L’idea della cura ha una lunga tradizione filosofica, e Boris Groys, autore del libro “Filosofia della cura“, la segue per intero. Da Platone a Focault, passando per Hegel, Nietzsche e Bataille, tra molti altri – per porre una domanda centrale: chi è il soggetto della cura? Devo prendermi cura di me o affidarla ad altri, al sistema, alle istituzioni? In effetti, l’autoguarigione è un principio rivoluzionario che mette l’individuo di fronte ai meccanismi di controllo dominanti.

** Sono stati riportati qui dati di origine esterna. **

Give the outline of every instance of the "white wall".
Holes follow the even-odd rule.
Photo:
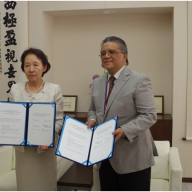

una recenzione di cecilia guida
“Nelle società contemporanee il lavoro di cura è la modalità di lavoro più diffusa. Per la nostra civiltà, la tutela della vita umana è l’obiettivo supremo”. Con queste frasi, che ci rimandano a Foucault e agli stati moderni come stati biopolitici, si apre l’ultimo libro di Boris Groys, edito in italiano dalla neonata casa editrice Timeo, con un titolo conciso che è Filosofia della cura. All’interno del saggio sono tante le dimensioni e le problematiche legate alla nozione, alla pratica e all’etica della cura, dal corpo fisico a quello simbolico, dal desiderio di riconoscimento alla promessa di guarigione, dall’esposizione mediatica dei corpi alla privacy. Tutte questioni ruotanti attorno all’analisi di due nuclei tematici principali, quali la relazione tra il sistema di cura e il concetto di cura di sé, e l’accettazione della morte come libera scelta rivoluzionaria che, emergendo in filigrana nella ricognizione compiuta dall’autore, ci spinge a fare i conti con un’esistenza anestetizzata e macchinica controllata dalle attuali istituzioni di cura.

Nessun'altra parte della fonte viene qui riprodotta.